A: It was awesome. Trying to figure out new ways to kill these things is fun, as well as choreographing all that stuff. It’s satisfying to kill one. People get into it. When we’re filming and the responsibility comes to you to kill a walker and you’re like, “Everybody trusts me to do this,” it’s a feeling that permeates from the character to the actor.
Q: Melissa McBride (Carol) talked about how the prison offered some comfort from the Georgia heat. Did that make it difficult to look like a survivor of a zombie apocalypse?
A: Being outside in the heat is always nice when you’re trying to look miserable, but air conditioning is always good. You have to sit there and readjust to the surroundings, but somehow the set crew designed the inside of the prison to be just as disgusting as the outside. I don’t know what they did, but it sucked in there too.
A: I think they made a mistake in that moment and let their guard down. That’s what happens when you have love in the apocalypse! The stakes aren’t as high in the real world — if you were to go shopping for baby formula, I don’t think someone would come up to you and steal your girlfriend. But in that situation, it’s almost terrible to have that attachment.
Q: Is Michael Rooker as frightening as he seems?
A: Michael Rooker is quite the character, he’s in it. He’s Merle. We just played it real. There’s a lot of trust with us that’s awesome. You just kind of have us play out something, and just film it. It’s not such a grand process; it’s just everyone’s game and everyone’s down to try something new and make it look good. It’s a collaborative effort that goes surprisingly fast.
Q: Were there any sort of personal adjustments that you added to that scene?
A: Just kind of the whole feeling of what happens when you’re pummeled. I tried to play up how painful it would be to get around when your ribs are almost broken, your face almost broken, and all. Also, I tried to incorporate what you do when you’re in that much rage — it was a whole process.
Q: Glenn and Maggie have a scene where they wake up in the guard tower. How’d you get up there?
A: They build out everything on the prison, it’s crazy, but the only thing they didn’t do was build steps up to the guard tower! So we had to take a crane up there, which was a fun experience.

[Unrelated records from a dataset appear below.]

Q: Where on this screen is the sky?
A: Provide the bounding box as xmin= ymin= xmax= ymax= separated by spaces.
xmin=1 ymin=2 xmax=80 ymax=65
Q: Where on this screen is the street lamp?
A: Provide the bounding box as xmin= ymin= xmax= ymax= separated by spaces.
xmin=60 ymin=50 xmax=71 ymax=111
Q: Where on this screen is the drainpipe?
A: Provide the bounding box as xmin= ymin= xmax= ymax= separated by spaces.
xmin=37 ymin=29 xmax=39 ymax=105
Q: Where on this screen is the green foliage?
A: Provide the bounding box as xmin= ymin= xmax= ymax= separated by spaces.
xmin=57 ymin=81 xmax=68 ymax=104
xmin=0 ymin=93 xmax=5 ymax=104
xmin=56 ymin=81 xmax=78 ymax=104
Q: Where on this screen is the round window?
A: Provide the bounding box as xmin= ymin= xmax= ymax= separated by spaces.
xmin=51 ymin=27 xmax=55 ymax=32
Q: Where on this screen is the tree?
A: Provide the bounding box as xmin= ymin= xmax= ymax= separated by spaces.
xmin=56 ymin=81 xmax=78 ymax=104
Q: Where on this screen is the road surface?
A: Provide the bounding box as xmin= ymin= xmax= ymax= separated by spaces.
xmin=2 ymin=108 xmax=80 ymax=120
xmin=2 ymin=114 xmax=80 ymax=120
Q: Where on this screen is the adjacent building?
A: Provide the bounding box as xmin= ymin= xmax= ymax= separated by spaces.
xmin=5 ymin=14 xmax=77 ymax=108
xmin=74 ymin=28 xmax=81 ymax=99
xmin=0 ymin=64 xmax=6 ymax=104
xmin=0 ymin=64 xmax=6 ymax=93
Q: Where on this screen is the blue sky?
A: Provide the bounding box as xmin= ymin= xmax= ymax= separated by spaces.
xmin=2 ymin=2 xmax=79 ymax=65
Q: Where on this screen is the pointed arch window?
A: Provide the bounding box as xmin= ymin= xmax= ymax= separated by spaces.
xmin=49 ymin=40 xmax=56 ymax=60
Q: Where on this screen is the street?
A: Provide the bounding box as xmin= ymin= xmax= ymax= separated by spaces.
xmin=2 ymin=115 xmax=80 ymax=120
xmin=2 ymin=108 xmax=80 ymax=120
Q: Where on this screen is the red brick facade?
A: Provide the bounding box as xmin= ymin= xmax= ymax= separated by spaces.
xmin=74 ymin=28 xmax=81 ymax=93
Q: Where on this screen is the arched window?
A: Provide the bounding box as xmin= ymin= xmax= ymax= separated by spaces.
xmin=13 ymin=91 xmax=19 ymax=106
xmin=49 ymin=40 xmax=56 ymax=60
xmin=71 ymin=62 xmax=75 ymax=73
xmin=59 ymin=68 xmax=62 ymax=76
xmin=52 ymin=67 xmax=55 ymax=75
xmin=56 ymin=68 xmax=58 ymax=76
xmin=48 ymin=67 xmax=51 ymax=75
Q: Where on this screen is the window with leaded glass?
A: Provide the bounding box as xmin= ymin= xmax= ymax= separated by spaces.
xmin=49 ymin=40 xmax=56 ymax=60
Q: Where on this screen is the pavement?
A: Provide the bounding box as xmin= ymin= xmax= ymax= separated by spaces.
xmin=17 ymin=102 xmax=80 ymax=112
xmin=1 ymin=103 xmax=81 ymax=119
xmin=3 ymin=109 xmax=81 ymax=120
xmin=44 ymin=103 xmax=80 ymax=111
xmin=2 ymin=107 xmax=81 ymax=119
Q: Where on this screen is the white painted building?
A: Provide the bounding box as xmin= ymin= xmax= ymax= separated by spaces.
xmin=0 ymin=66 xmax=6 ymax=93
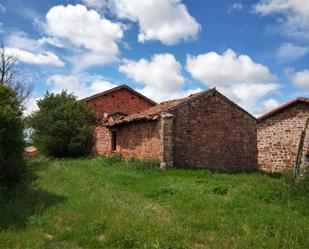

Q: Glenn has emerged as one of the leaders of the group. Is this a situation you’ve ever been in yourself?
A: For me personally, the challenges of this season were about filling the holes left by the people that we lost. There are a lot of amazing actors that aren’t there any more. As that happens, a little bit more responsibility is put on you in the weight you carry. So I feel like I’ve been dealt the same amount of responsibility on the show that Glenn has been dealt, and that growth has been almost one to one as each season has gone.